Der VfB ist der Grund, warum ich freitags nicht kann: Schon wieder 18:30, schon wieder Flutlicht. Diesmal im heimischen Neckarstadion und gegen den Tabellenletzten aus Wiesbaden. Was sollte da schon schief gehen?

Vielleicht die Aufstellung: Nico Gonzalez nicht im Kader, dafür lief seit langer Zeit mal wieder der Doppelochsensturm Al Ghaddioui und Gomez auf. Das Problem: Wer außer Borna Sosa, der für Emilianso Insua spielte, sollte sie mit Flanken füttern?

Doch bevor wir uns über diese Frage Gedanken machen konnten, stand es auch schon 0:1. Eine an sich nicht sonderlich gefährliche Flanke landete zwischen Karazor und Kempf und keiner von beiden wollte sich so richtig mit dem Ball beschäftigen. Ganz im Gegensatz zu Manuel Schäffler, der das Geschenk gerne annahm.

Das Stadion nahm den Führungstreffer der Gäste übrigens erstaunlich gelassen hin. Das Gegentor wurde als eine Art Betriebsunfall gesehen. Schließlich hatte Bielefeld gegen Wiesbaden auch früh zurückgelegen und dann noch 5:2 gewonnen. Alles easy also. Und tatsächlich konnte Al Ghaddioui in der 11. Minute den Ausgleich erzielen, nachdem ihn Mario Gomez mit einem herrlichen Luftloch freigespielt hatte. Das Spiel konnte beginnen.

Doch dummerweise hatte Borna Sosa nur sieben Minuten später einen Komplettaussetzer, spielte Schäffler den Ball in den Fuß, der sich erneut bedankte und zum 1:2 einnetze. Und wie sah Gregor Kobel in der Szene aus?

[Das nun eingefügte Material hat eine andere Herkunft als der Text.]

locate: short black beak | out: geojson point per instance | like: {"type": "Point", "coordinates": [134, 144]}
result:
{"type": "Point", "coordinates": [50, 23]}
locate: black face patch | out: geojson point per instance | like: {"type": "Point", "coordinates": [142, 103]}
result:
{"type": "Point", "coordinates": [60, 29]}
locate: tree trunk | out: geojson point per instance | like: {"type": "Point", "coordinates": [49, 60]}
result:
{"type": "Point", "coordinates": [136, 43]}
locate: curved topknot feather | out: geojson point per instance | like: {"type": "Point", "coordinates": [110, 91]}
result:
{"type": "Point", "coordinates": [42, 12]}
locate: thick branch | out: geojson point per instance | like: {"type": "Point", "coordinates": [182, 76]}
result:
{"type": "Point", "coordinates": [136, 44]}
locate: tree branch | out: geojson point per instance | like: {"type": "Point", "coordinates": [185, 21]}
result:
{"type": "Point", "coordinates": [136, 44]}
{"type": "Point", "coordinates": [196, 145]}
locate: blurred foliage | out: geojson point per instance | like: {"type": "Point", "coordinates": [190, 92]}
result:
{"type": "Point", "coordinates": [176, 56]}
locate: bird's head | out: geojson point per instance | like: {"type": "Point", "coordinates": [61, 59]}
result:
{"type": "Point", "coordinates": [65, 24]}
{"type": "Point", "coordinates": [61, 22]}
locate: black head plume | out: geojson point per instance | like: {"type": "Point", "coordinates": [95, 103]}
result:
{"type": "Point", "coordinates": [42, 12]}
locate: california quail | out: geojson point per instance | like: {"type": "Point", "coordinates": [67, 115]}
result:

Aber auch der erneute Rückstand wurde von den Fans nicht als Beinbruch gesehen. Schließlich blieben 70 Minuten, um gegen die schlechteste Defensive der Liga ein Tor zu erzielen. Oder fünf. Doch dummerweise tat sich in der ersten Halbzeit nicht mehr viel. Ohne Didavi, der verletzungsbedingt früh vom Feld musste, fehlten die gefährlichen Zuspiele. Und so kamen den Zuschauern in der Halbzeitpause doch die ersten Zweifel, ob das wirklich noch ein Stuttgarter Kantersieg werden würde.

Nach der Pause hatten auch die VfB-Spieler verinnerlicht, dass das Spiel gegen Wiesbaden kein Spaziergang über den Wasen war. Der VfB gab endlich Gas und spielte sich sofort Chancen heraus. Am Ende waren es 29:6 Torschüsse bei 826 zu 152 gespielten Pässen. Und so fühlte sich Gregor Kobel in der zweiten Halbzeit.

Im Wehener Strafraum hingegen brannte der Baum: Aber das Glück, das in den letzten Spielen meist auf Stuttgarter Seite gewesen war, schien aufgebraucht. Auch die besten Chancen wurden vereitelt: von Torwart Lindner, vom Pfosten, von der Latte oder von Hamadi Al Ghaddioui.

Damit wir uns nicht falsch verstehen: In der zweiten Hälfte war sicherlich auch viel Pech dabei (4x Alu!), aber gerade in der ersten Halbzeit war das, was der VfB Stuttgart anbot, sehr überschaubar – und selbst für den ehemals Tabellenletzten der zweiten Liga zu wenig. Und so gehen die VfB-Fans einigermaßen unzufrieden nach der ersten Saisonniederlage nicht nur in ein regnerisches Oktoberwochenende, sondern auch in die Länderspielpause.